Saudi Arabian Airlines has recently adopted Laserfiche as its ECM platform to keep content management simple, and to keep up with the increasing demands of users.
As one of the top airline carriers in the Middle East, Saudi Arabian Airlines (Saudia) flies to 57 global destinations, operating a fleet of 120 aircraft, with domestic flights reaching 27 destinations within the Kingdom.
With offices in four continents, Saudia had previously worked with multiple document management systems, which eventually led to the company experiencing a variety of information discrepancies.
In order to address this, Saudia adopted Laserfiche as its enterprise content management (ECM) platform, facilitating collaboration across multiple offices. Given the competitive landscape of the airline industry, it was crucial for Saudia’s IT team to move beyond traditional ECM solutions, which could not provide any additional value other than just simple indexing and retrieval capabilities.
By deploying Laserfiche across the enterprise, Saudia’s IT team has simplified document archival, search and retrieval, reduced document processing and approval times, and maintained compliance with aviation industry requirements for pilot and flight attendant procedures.
“With the massive number of transactions and documents we deal with, Laserfiche has helped to improve work efficiency and expedite documentation follow up,” says Abdulmonem Fallata, Manager of Integration and Web Competency at Saudia.
Prior to the implementation of Laserfiche, Saudia had a number of both in-house and off-the-shelf products in place, but none of them could address all of their IT needs.

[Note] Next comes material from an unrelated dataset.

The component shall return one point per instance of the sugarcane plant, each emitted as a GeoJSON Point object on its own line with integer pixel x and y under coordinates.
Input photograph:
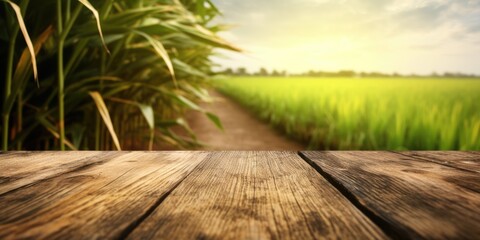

“Each product had pros and cons, so we wanted to find a single product that served all of our business units,” explains Fallata. “We had been encountering problems with support from the vendors for tools, as well as problems with capacity. In fact, the IT team had been encountering many challenges with the existing solutions. We had to go out into the market and see what was available, so we went to a pilot project with several products, and one of the major ones was Laserfiche.”
Since its implementation, Laserfiche has had a significant impact on both end-users and Saudia’s management.
“Even our executives need to use it in order to retrieve documents and contracts, so they use it regularly on a daily basis,” explains Fallata. “If the product were to go down, we would be in big trouble.”
Saudia’s CEO, Saleh bin Nasser Al-Jasser, is said to have felt the benefits of the Laserfiche implementation, according to Fallata. He says, “Our CEO’s office receives the heaviest amount of documents – ranging from the different business units to letters from customers. It became too much of a task to follow up on everything manually, so what happens now is these documents are archived, and the office then retrieves them, following up using Laserfiche. It has become their number one product on a day-to-day basis.”
Looking ahead, Fallata’s goal is simply – “expansion, expansion, expansion,” he says. At the moment, their international network, encompasses flights across the GCC, to Europe and North America, and the religious market, with passengers arriving for Hajj. The company is currently looking to extend its reach to South America and to additional flights in the Far East.
As a global airline with offices worldwide, one of the company’s main aims is to try and accommodate Laserfiche across the entire business. Fallata also envisages a completely paperless system in the near future. “It was a vision of ours which was discussed around seven years ago to help save the environment. I’m not completely satisfied by it, but we will reach it soon,” he says.